Betsy agreed. “Any minute a set of pretty young women in dirndls will waltz in singing something from
Die Fledermaus
.”
Jill had the sauerkraut and ribs, a Kaiserhof specialty; Betsy ordered the German sampler, which included
landjaeger
, ribs, red cabbage, and German-style potato salad. The meals came on big platters.
“You know, the Chamber of Commerce manager in New Ulm is named Sweeney,” said Jill with the dead-pan expression that meant she was pulling Betsy’s leg.
“Is that a corruption of a German name?” asked Betsy.
“No, it’s a Norwegian name that is pronounced something like that, but spelled S-V-E-I-N-E so locals pronounced it Swine. I understand his father actually changed it to Sweeney, but the son changed it back again. I guess he’s got more patience.”
“If he’s running the Chamber, he must have.” Betsy had done some volunteer work for the Excelsior Chamber and found it a thankless area of local politics.

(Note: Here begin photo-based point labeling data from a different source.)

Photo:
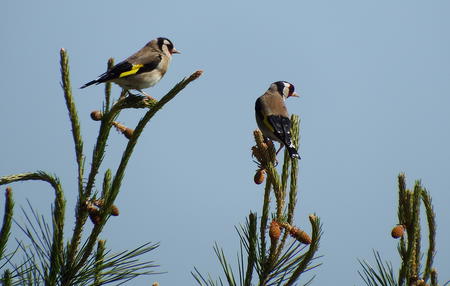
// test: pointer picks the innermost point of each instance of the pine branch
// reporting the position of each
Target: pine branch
(426, 198)
(316, 234)
(107, 120)
(99, 257)
(108, 88)
(73, 115)
(58, 216)
(7, 219)
(252, 242)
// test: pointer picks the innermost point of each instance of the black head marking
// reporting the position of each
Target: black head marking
(164, 41)
(282, 86)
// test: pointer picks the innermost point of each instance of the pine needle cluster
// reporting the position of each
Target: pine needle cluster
(275, 252)
(81, 261)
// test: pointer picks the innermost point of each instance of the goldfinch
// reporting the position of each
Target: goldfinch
(272, 116)
(141, 70)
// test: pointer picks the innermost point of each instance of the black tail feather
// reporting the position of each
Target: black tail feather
(90, 83)
(293, 152)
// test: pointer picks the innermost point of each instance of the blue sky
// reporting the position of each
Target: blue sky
(374, 85)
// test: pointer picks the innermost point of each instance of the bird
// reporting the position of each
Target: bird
(272, 115)
(141, 70)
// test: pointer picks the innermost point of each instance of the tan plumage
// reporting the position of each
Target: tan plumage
(272, 115)
(143, 69)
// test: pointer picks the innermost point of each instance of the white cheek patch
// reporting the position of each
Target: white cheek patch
(286, 91)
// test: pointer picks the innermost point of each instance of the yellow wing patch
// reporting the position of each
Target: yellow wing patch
(134, 69)
(267, 123)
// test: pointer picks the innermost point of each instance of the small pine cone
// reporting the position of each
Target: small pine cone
(398, 231)
(99, 203)
(94, 215)
(8, 191)
(300, 235)
(274, 231)
(96, 115)
(259, 176)
(128, 133)
(421, 282)
(114, 210)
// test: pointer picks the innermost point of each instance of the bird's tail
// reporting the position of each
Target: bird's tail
(90, 83)
(293, 152)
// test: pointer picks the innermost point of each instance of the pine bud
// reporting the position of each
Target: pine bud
(8, 191)
(94, 215)
(300, 235)
(274, 231)
(259, 176)
(128, 133)
(96, 115)
(114, 210)
(398, 231)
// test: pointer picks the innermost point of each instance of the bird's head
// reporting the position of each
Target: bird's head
(166, 46)
(284, 88)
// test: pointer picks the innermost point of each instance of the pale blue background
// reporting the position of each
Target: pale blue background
(374, 83)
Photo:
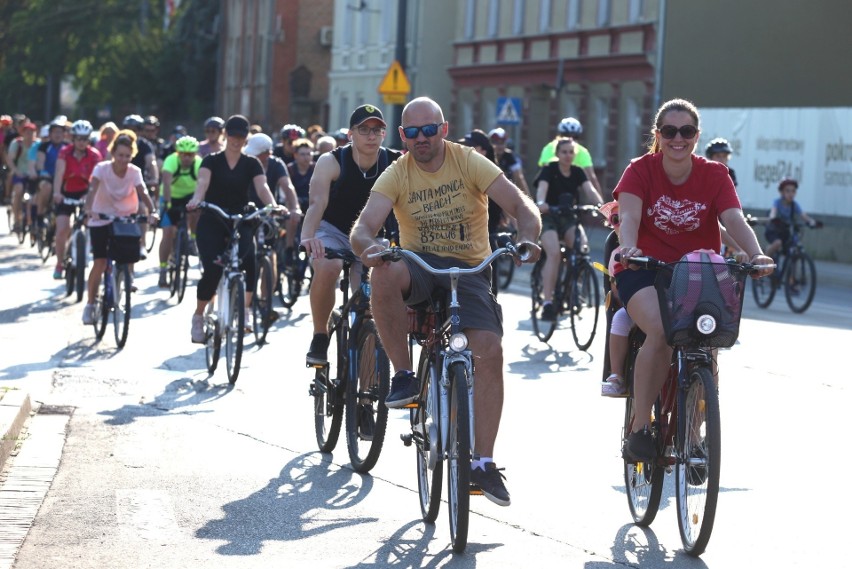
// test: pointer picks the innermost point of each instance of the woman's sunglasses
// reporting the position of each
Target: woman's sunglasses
(428, 130)
(668, 131)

Their waitress, a college-age woman, had never heard of Peter Ball, and it wasn’t until near the end of their meal that an old man came by their table. He was a medium-tall man of stocky build, very friendly, and like Peter, he didn’t look his age—he was Mr. Veigel, owner of the Kaiserhof, grandson of the founder. All he wanted to know was if they had persuaded Peter Ball to come back. “You tell that old man we miss him,” he ordered.
The meal finished, they staggered out, replete.
“Look,” said Jill, “Nadel Kunst is right across the street.”
“I think I can make it that far,” panted Betsy, “if we stop for a rest halfway.”
They made it and—encouraged by oncoming traffic—without a pause to rest.
Inside, Nadel Kunst was shaped like a capital
L
, with the top of the long upright facing the street. It was packed with shelves and rotating racks loaded with knitting needles and yarn, counted cross-stitch patterns and floss, crochet hooks and fibers, and Hardanger, punch needle, and tatting supplies.
“I bet Helga Ball shopped in here,” murmured Betsy, noting the many sizes of crochet hooks suspended on a rack.
At the back of the shop was a wooden table cluttered with magazines, patterns, coffee mugs, and an open package of Oreo cookies. Three women were sitting at the table, knitting. One, a blonde in her forties with a pretty face, rose and came toward them. “How may I help you?” she asked in a surprisingly deep voice.
Jill replied, “Cindy, this is Betsy Devonshire, who owns Crewel World in Excelsior.”
“Of course it is! Hello, Betsy! I see you finally decided to accept my invitation to come see my shop!”
“Hi, Cindy. Sorry it took so long. What a nice place you have. I see you know my friend Jill Cross.”
“I do know her, yes. So, Jill, what brings you all the way down here from Excelsior again?”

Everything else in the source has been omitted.